Reading Online Novel

House of Royals(34)



Her House.

Let her keep it.

“I don’t want to take anything from you,” I blurt out. “I’m not a vampire, and I don’t exactly feel like a princess, so I’d like to just keep living my life as normal.”

Markov chuckles and shakes his head at my ignorance. Micah stares death at me. He hates me, I can feel it; and he knows nothing about me. Nothing, yet he knows as much about me as I do, I suppose.

“That’s good to hear,” Jasmine says, her voice once again sweet. “Because I do love this House and don’t want to lose it. But we do need you.”

“You know what will happen if we claim her and take her public,” Micah hisses. “The King will come as soon as we do.”

“And why are you so afraid, Micah?” Jasmine cuts back. “Are you afraid you won’t survive his visit?”

“It is not me I worry over,” he says, his voice dropping as everyone looks at him. “But you know how the King loves his games.”

“He does, indeed,” Markov agrees in that low voice. Even his eyes are drawn inward and dark.

“I have ruled a shamed House for fifteen years,” Jasmine says. Her voice is calm and low. She is fire and ice. Calm and collected one moment, exploding with vengeance the next. There’s a reason she rules this House. “I have born the shame of abandonment long enough. I will take the risk of the King’s games to gain our respect.”

“What does it matter if you have a Royal?” I ask. Because truly, I don’t understand that part yet.

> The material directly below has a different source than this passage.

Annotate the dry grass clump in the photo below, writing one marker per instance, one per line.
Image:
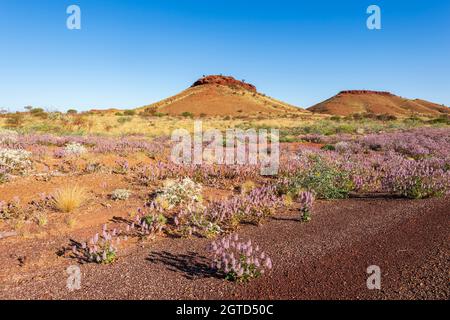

“Without you and your blood, we get none of the Royal inheritance,” Anna says. It’s the first time she’s spoken, and she sounds just as harsh as she looks. “The Royal family supports every House throughout the world. They’ve had thousands of years to earn money, and they use it to keep their influence throughout the world strong through the Houses. It also is a line to all the other Houses, creating allies, sometimes enemies. Without a Royal, we are cut off from all of that. We are in a form of exile, you could say.”

“Basically, we really need you or we’re just a bunch of outcasts,” Cameron sums up as he munches on a bag of chips. He’s always eating, yet he’s a beanpole.

“Where are all these other Houses located?” I ask. And it’s surprising that I haven’t thought to ask until now. But I remember Ian saying there were twenty-seven Houses.

Jasmine waves her hand to a map on the far wall. It’s a map of the world, an old, torn, and wrinkled one. There are large pins stuck in various places. One here in Mississippi. Others that look close to Las Vegas, New York, Seattle. Several in China, Russia. South America. They’re scattered across the globe. And all ruled by descendants of King Cyrus.

“Will the King just come and make sure I’m actually of the Royal bloodline once you claim me?” I ask. I’m trying to keep my head from spinning out of control with all the information.

“He will do far more than that, my love. He will want to check and see if you are his resurrected Queen,” Markov says with that coy, thin-lipped smile.

“What is that supposed to mean?”

I look around to all the faces that surround me, expecting this to be some kind of joke that I don’t get. Because I don’t. But no one is smiling.

“After the King turned himself into the genesis vampire,” Lillian says. There’s a darkness in her eyes that extends beyond this story. “He forced his concoction on his wife, as well, not knowing she was with child. He cursed himself then and her, too, in a way. He thought they could be together forever.

“They both craved blood and frequently fed,” she tells. “But after only eighty-nine years of immortality together, Sevan seemed to grow ill. She was constantly hungry. She drank and drank and it was never enough. She was withering before the King’s eyes. And after only a few weeks of this, she died.”

“But I thought the Born were supposed to be immortal,” I say, trying to keep everything straight.

“The King and his Queen were not Born, though,” Christian interjects. “They are the genesis of vampirism.”

“And as Lillian said, the King and Queen were cursed when he changed his wife against her will,” Markov picks up the story. “The Queen died. And the King mourned her for fifty-one years. But one day, one of the King’s great-great-granddaughters died and resurrected.”

“The longer she was awake after resurrecting, the more she started to remember from her previous life,” Jasmine takes over. “She was the Queen, resurrected in the literal sense of the word. New body, new face. But it was her. And the King had his Queen back.